When waves reflect, the type of reflection—fixed-end or free-end—depends on the wave's nature.

If the end moves freely, the reflected wave's phase remains unchanged, resulting in free-end reflection. If the end is completely fixed, the reflected wave's phase shifts by $\pi$, leading to fixed-end reflection.

But what happens in an intermediate state where the end's movement is partially restricted?
Or when the refractive indices of two media are identical for light waves?

When transmitted waves exist, the phase of the reflected wave is limited to 0 or $\bm{\pi}$. However, in cases of total reflection (no transmitted wave), the phase shift can take intermediate values between 0 and $\bm{\pi}$.

It's challenging to grasp this concept through text alone, so let's explore it using a graph!
Since this is a lengthy topic, this article will first focus on the case where transmitted waves exist.

When Transmitted Waves Exist

For light waves with transmitted waves, the graph looks like this:

(Here, when light enters a medium with a refractive index $n_2$ from a medium with a refractive index $n_1$, we refer to $\dfrac{n_2}{n_1}$ as the refractive index ratio.)

The lower graph shows the incident, reflected, and transmitted waves, while the upper graph represents their composite wave, which is the wave we can actually observe.

First, notice that when the refractive index ratio is at its maximum, the reflected wave's phase shifts by $\pi$, resulting in fixed-end reflection.
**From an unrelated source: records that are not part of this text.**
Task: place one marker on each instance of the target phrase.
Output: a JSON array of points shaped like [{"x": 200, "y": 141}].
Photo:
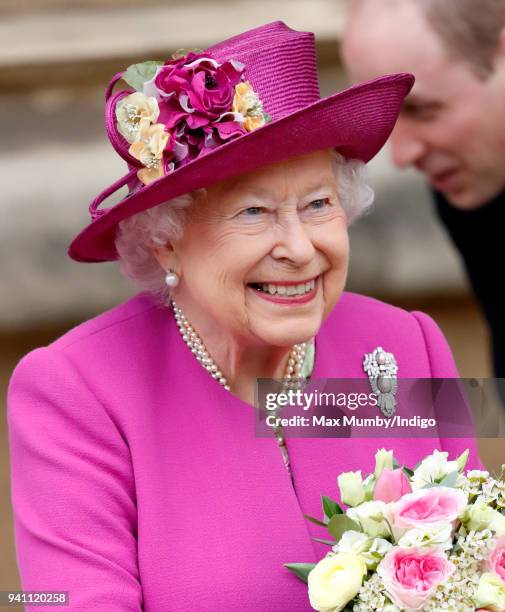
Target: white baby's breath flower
[
  {"x": 133, "y": 111},
  {"x": 371, "y": 517}
]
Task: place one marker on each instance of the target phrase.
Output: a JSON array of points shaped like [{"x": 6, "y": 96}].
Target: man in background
[{"x": 452, "y": 126}]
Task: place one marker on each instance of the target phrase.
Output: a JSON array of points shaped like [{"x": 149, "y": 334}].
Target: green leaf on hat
[{"x": 137, "y": 74}]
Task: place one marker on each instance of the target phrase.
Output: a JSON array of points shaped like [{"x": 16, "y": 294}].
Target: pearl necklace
[{"x": 197, "y": 347}]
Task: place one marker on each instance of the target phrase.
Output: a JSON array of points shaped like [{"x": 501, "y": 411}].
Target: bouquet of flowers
[{"x": 428, "y": 538}]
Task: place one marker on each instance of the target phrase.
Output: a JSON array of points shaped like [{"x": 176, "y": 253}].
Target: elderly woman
[{"x": 137, "y": 480}]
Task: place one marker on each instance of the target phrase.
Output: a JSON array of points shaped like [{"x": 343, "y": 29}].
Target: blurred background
[{"x": 55, "y": 59}]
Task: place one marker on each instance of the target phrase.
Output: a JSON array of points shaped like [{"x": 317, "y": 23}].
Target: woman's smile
[{"x": 289, "y": 293}]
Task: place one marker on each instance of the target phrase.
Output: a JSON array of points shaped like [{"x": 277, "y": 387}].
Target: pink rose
[
  {"x": 411, "y": 575},
  {"x": 391, "y": 486},
  {"x": 202, "y": 89},
  {"x": 496, "y": 561},
  {"x": 426, "y": 507}
]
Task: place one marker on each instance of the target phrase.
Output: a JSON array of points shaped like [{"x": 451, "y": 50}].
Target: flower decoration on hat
[{"x": 183, "y": 108}]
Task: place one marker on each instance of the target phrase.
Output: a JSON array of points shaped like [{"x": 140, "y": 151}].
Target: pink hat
[{"x": 247, "y": 102}]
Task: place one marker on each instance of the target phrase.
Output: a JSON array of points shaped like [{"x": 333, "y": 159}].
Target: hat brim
[{"x": 356, "y": 121}]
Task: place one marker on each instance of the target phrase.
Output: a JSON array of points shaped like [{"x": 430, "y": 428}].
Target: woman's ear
[{"x": 165, "y": 255}]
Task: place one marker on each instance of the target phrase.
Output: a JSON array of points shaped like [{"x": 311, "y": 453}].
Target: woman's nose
[{"x": 293, "y": 242}]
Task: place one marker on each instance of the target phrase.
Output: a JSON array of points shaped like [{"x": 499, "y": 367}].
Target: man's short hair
[{"x": 470, "y": 29}]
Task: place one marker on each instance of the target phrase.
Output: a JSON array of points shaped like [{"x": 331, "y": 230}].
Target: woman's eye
[
  {"x": 252, "y": 211},
  {"x": 319, "y": 204}
]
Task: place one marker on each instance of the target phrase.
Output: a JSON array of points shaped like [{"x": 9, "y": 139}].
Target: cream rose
[
  {"x": 491, "y": 593},
  {"x": 351, "y": 488},
  {"x": 383, "y": 459},
  {"x": 335, "y": 580},
  {"x": 480, "y": 516},
  {"x": 133, "y": 111},
  {"x": 247, "y": 103},
  {"x": 148, "y": 149}
]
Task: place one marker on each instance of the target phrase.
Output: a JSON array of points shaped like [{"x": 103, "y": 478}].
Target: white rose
[
  {"x": 383, "y": 459},
  {"x": 439, "y": 535},
  {"x": 479, "y": 475},
  {"x": 335, "y": 581},
  {"x": 351, "y": 488},
  {"x": 435, "y": 467},
  {"x": 491, "y": 593},
  {"x": 371, "y": 515}
]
When the refractive index ratio is at its minimum, the phase remains unchanged, leading to free-end reflection.
In both cases, the reflectance approaches 100%, which is an important observation.

Now, let's examine what happens in the intermediate state.
Press the START / STOP button to pause the graph and adjust the refractive index ratio.

When the Refractive Index Ratio ＜ 1

As you adjust the refractive index ratio from its minimum to 1, the amplitude of the reflected wave decreases. Notice that the phase of the reflected wave remains unaffected by the refractive index ratio and always has a phase difference of 0 with the incident wave (you can confirm this by focusing on the $x$ intercept, for example).

At this point, the end of the reflected wave aligns with the end of the incident wave, making it similar to free-end reflection.

In other words, compared to free-end reflection, only the amplitude of the reflected wave decreases.

When the Refractive Index Ratio ＞ 1

As you adjust the refractive index ratio from its maximum to 1, the amplitude of the reflected wave decreases. Notice that the phase of the reflected wave remains unaffected by the refractive index ratio and always has a phase difference of $\bm\pi$ with the incident wave (you can confirm this by focusing on the $x$ intercept, for example).

At this point, the end of the reflected wave is opposite to the end of the incident wave, making it similar to fixed-end reflection.

In other words, compared to free-end reflection, only the amplitude of the reflected wave decreases.

When the Refractive Index Ratio = 1

What happens when the refractive index ratio is exactly 1, the midpoint between free-end and fixed-end reflection?

The graph shows that the amplitude of the reflected wave becomes 0, and the reflectance also drops to 0.

A refractive index ratio of 1 means the medium through which the light wave passes does not change, so the light wave does not reflect and is entirely transmitted.

Considerations

Does this help clarify why the phase of the light wave changes abruptly by $\pi$ depending on the refractive index ratio?

Rather than saying the phase of the reflected wave changes abruptly by $\pi$, it's more accurate to say that the amplitude of the reflected wave gradually decreases and reverses direction.

Reality is Closer to the Intermediate State

So, what is the refractive index ratio in real-world scenarios, such as light interference experiments?

A well-known light interference experiment is Newton's ring experiment (details omitted). In this case, reflection occurs between air and glass, and the refractive index ratio is approximately 1.46 (or about 0.68 in the reverse direction).

As shown in the graph, in this case, the reflectance is about 3.6%, so the displacement of the composite wave on the reflector does not behave like free-end or fixed-end reflection. Reality is closer to the intermediate state.

However, the key point is that the displacement of the reflected wave always changes by exactly $\bm{\pi}$ or not at all. This means that in light interference experiments, you only need to consider whether the refractive index ratio is greater or less than 1.

Considering that the amplitudes of the incident and transmitted waves hardly change, it can also be understood that the amplitudes of the two interfering lights in the Newton's ring experiment are almost the same. (Both decrease significantly only during one reflection, but the degree of decrease is almost identical.)